Şoförün sesini duyduğunda irkildi ve aptal gibi oturup dik dik baktığını fark etti.
"Üzgünüm. Teşekkür ederim," diye mırıldandı ve çantasını alarak dışarı çıktı.
Her yerde aynı üniformayı giymiş öğrenciler vardı: bayanlar için siyah pileli etekler ve erkekler için siyah pantolonlar, beyaz gömlekler ve hepsinin bordo ceketleri vardı. Ancak, diğerlerinin ceketlerin alt kollarında farklı renkte şeritler olduğunu fark etti.
Bagaj kapağı arkasından çarptı ve şoförün sadece çantalarını bagajından çıkardığını fark edene kadar tekrar irkildi.
Ve küçük hayreti herkesin dikkatini üzerine çekmiş gibiydi. Zaten bu dünyayı bilmiyor olsaydı, sadece onlara bakarak hepsinin dünya dışı olduğunu anlardı. Bunlar çok iyi görünen insanlardı. Ve hepsinden önemlisi, hepsi mükemmel bir şekilde makyaj yapmıştı. Sanki bir podyumdan inmiş gibiydiler. Bir uçakta saatler harcamış ve daracık banyosunda tazelenmeye çalışmış gibi görünmüyorlardı.
Saçını kulağının arkasına itti ve valizinin sapını alıp girişe doğru yürümeye başlarken kendini bilinçsiz hissetti. Donuk kızıl saçları, sıradan mavi gözleri, çilleri ve güneşte kolayca yanan bir cildi vardı. Hakkında ışıltılı, parlak veya rötuşlanmış hiçbir şey yoktu - sadece sıradandı. Lisede böyle hissetmişti, ama o insanlar bile buradaki hiç kimseye rakip olamazdı.

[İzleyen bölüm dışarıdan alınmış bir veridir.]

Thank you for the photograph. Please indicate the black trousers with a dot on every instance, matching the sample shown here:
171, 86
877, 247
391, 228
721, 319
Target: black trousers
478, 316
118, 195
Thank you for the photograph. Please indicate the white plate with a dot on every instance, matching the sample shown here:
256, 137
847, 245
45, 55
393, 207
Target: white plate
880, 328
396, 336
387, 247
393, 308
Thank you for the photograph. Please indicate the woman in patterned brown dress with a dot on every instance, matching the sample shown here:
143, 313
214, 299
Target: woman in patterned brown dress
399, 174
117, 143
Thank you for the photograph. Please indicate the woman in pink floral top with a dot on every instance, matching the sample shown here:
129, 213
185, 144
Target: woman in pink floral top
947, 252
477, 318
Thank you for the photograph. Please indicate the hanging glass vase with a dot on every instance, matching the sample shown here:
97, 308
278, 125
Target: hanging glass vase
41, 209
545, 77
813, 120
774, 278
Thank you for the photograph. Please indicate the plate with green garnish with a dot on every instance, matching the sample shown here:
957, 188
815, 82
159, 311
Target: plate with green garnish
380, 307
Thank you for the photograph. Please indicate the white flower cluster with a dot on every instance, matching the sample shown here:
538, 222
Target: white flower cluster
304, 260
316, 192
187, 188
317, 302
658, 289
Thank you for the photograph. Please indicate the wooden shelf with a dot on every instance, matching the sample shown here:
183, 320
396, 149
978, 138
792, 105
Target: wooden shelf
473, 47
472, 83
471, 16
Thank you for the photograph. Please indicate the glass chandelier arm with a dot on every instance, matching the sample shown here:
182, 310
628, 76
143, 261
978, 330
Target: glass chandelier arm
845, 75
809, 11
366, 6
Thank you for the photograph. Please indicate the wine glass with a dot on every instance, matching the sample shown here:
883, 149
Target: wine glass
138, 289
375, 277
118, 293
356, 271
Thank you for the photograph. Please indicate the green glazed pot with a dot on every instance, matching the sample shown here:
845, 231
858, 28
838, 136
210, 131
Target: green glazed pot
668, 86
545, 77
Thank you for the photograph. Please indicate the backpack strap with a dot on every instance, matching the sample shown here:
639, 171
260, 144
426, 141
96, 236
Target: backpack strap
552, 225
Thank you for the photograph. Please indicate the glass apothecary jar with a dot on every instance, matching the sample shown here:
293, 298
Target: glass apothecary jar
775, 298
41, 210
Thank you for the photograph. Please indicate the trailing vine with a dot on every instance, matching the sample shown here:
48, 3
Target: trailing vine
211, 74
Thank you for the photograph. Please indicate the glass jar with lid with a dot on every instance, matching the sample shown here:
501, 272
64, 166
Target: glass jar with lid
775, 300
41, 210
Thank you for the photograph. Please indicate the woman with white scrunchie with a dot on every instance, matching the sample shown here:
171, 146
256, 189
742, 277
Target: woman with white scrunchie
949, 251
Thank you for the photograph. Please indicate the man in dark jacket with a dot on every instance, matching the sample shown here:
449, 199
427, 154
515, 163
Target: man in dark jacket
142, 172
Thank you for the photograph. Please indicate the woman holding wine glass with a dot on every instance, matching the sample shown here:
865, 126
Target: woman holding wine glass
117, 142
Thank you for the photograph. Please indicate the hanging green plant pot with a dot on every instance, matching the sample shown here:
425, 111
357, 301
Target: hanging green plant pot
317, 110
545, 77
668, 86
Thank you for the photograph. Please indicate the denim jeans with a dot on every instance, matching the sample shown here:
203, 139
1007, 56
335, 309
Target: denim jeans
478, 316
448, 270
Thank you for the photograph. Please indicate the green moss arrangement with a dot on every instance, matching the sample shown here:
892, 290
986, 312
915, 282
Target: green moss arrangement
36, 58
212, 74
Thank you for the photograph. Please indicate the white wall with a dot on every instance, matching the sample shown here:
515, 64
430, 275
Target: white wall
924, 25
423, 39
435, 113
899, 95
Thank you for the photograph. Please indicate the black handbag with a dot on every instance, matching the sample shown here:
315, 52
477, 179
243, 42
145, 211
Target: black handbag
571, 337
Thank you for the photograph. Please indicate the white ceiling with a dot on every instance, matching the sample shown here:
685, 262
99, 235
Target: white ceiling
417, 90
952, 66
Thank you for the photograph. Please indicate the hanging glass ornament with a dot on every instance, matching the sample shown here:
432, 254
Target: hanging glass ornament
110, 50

Onların yanından geçerken, birçoğunun havayı kokladığını gördü. Yıllar içinde yapmayı öğrendiği gibi kalbini sakin tuttu, ama bu, ne olduğunu bilecekleri zamandı. Ve buraya ait olmadığını bileceklerdi.
"O insan mı?" diye sordu biri.
Sonunda içeri adım atarken geri kalan fısıltıları görmezden geldi.

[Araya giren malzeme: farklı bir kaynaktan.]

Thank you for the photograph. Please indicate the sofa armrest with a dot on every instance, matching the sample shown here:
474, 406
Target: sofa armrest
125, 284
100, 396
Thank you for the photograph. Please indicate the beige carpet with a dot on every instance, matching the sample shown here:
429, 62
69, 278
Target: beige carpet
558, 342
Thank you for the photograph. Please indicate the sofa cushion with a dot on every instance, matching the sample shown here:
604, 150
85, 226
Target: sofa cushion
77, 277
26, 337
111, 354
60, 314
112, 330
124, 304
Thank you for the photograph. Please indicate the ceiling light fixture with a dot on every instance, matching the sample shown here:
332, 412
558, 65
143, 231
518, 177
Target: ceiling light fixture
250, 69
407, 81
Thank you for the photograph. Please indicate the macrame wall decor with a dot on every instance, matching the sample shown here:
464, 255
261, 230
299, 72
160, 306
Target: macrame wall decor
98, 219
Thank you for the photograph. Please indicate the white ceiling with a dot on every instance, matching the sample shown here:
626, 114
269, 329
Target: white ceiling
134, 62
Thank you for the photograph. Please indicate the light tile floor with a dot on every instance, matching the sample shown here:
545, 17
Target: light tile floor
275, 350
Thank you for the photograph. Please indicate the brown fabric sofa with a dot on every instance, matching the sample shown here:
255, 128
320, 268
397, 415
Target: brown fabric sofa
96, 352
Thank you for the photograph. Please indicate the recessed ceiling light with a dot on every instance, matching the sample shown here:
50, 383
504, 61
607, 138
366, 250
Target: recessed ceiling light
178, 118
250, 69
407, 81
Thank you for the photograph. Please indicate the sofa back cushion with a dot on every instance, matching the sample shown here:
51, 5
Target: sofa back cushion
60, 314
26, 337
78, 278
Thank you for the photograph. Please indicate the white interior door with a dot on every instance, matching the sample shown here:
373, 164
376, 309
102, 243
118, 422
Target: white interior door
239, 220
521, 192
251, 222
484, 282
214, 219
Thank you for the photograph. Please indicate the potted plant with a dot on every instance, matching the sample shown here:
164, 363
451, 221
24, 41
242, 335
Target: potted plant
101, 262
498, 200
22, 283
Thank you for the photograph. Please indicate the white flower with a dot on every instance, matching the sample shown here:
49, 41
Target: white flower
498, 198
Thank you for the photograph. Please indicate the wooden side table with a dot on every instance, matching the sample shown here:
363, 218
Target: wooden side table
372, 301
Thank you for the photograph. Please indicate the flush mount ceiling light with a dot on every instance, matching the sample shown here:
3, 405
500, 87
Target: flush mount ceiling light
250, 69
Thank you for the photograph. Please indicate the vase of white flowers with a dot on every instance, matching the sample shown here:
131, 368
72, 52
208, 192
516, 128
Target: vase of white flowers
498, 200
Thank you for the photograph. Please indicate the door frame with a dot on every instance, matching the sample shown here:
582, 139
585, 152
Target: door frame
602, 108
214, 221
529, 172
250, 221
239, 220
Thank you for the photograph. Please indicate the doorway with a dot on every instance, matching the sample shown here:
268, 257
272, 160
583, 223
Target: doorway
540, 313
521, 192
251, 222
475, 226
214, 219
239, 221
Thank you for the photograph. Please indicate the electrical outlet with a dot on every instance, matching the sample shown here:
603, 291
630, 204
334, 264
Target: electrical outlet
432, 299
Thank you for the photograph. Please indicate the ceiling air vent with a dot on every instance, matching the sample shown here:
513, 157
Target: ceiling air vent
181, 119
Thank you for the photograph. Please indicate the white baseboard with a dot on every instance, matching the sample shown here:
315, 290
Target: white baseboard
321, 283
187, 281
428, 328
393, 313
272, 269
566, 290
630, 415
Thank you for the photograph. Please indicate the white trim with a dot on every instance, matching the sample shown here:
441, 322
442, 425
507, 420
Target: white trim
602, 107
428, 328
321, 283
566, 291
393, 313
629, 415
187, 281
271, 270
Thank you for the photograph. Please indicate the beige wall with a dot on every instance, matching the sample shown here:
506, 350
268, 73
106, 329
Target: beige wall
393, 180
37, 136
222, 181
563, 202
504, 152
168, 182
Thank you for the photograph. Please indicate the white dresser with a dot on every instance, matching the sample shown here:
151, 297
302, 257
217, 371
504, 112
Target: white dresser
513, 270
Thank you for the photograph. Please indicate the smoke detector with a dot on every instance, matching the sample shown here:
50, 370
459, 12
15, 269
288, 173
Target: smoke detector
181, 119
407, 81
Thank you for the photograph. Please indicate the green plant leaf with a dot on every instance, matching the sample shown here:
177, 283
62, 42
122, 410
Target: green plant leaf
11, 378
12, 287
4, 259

Orası daha da kötüydü. Daha fazla insan çantalarıyla etrafta duruyordu ve daha fazla talimat almak için bir kuyrukta beklemesi gerekiyordu gibi görünüyordu. Diğerleri, gruplar halinde nasıl konuştuklarına bakılırsa, birbirlerini zaten tanıyor gibiydi. Konuşmaları canlıydı, ama o hatlardan birinde durduğu anda hepsi konuşmayı bıraktı. Kimseyle göz teması kurmadığı takdirde duygularını daha iyi kontrol edebileceğini bilerek gözlerini aşağıda tuttu. Dışarıdan onu büyüleyen binanın içini bile incelemeye çalışmadı.

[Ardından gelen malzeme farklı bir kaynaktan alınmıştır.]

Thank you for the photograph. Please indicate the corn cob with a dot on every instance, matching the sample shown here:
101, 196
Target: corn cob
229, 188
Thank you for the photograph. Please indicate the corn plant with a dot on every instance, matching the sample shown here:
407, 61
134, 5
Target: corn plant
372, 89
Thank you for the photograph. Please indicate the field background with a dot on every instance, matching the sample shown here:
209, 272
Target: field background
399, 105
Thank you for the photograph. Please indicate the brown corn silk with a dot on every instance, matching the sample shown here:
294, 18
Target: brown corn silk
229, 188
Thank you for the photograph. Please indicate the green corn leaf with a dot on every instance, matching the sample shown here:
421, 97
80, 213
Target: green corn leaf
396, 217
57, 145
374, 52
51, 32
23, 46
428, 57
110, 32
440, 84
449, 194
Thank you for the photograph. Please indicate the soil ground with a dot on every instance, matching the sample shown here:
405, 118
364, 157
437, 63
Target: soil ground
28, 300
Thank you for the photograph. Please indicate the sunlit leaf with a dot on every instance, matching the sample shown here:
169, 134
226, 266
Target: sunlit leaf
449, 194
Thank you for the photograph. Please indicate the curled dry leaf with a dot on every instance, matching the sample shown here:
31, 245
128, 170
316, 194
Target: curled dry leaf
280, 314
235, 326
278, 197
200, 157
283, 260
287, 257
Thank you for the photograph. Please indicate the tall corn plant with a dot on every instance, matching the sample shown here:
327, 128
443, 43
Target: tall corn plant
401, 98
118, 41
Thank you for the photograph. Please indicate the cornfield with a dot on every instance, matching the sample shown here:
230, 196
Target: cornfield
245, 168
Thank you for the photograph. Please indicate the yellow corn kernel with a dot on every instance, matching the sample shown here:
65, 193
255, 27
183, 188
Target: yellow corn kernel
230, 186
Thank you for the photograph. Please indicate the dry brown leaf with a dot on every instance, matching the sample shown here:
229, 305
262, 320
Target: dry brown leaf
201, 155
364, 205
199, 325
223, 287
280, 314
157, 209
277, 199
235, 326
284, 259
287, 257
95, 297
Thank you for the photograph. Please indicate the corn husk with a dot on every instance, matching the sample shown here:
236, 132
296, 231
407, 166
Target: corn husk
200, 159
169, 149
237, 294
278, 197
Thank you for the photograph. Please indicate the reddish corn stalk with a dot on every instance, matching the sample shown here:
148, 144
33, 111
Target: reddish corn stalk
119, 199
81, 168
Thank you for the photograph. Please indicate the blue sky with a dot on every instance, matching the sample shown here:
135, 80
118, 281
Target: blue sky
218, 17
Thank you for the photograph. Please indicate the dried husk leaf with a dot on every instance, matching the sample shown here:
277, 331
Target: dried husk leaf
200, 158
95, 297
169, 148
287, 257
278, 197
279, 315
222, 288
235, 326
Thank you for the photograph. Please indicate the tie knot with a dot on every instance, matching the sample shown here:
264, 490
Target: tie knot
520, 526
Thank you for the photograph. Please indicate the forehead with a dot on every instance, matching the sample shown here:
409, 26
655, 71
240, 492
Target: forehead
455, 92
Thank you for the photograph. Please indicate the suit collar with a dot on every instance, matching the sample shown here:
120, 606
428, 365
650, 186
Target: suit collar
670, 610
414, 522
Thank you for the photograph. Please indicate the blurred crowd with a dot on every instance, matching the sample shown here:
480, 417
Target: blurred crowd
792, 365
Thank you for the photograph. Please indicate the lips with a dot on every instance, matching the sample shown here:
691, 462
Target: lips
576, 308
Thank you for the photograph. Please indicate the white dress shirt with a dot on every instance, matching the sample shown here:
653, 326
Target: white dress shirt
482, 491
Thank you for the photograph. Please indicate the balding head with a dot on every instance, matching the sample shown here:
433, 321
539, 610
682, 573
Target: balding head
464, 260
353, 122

"Yanlış sıradasın. Bağışçılar bu binadan geçmiyor."
Bunu söyleyen çocuğa baktı ve iğneleyici bir yorum yapmaktan kaçındı. Burası ağzının onu belaya sokmasına izin vereceği bir yer değildi. Çocuk, bu sırada ise, onunla aynı yaşta olmalıydı. Geri kalanlar gibi, ipeksi sarı saçları ve mavi gözleri onu bir film yıldızı yapabilirdi.
"Ben bağışçı değilim. Ama teşekkürler," diye cevapladı sıkı bir gülümsemeyle.
"Bekle. Sen gerçekten buraya kayıtlı mısın?" dedi adam inanmayarak. "Biri sana şaka mı yaptı?"
"Nasıl?" diye sordu kaşlarını çatarak.
Davetiyeler her zaman sihir kullanılarak hedeflenen kişiye teslim edilirdi; ayrıntıları sadece onlar okuyabilirdi. Talimatlar çok açıktı.
"Üzgünüm. Sadece buraya insanları kaydetmediklerini düşündüm," dedi çocuk ve sonra arkasını döndü.
O da yapmıştı. Buranın büyük bir yanlış anlaşılma olduğunu ve onu evine geri göndereceklerini umarak parmaklarını ve ayak parmaklarını çapraz tuttu. Burası onun için bir yer değildi.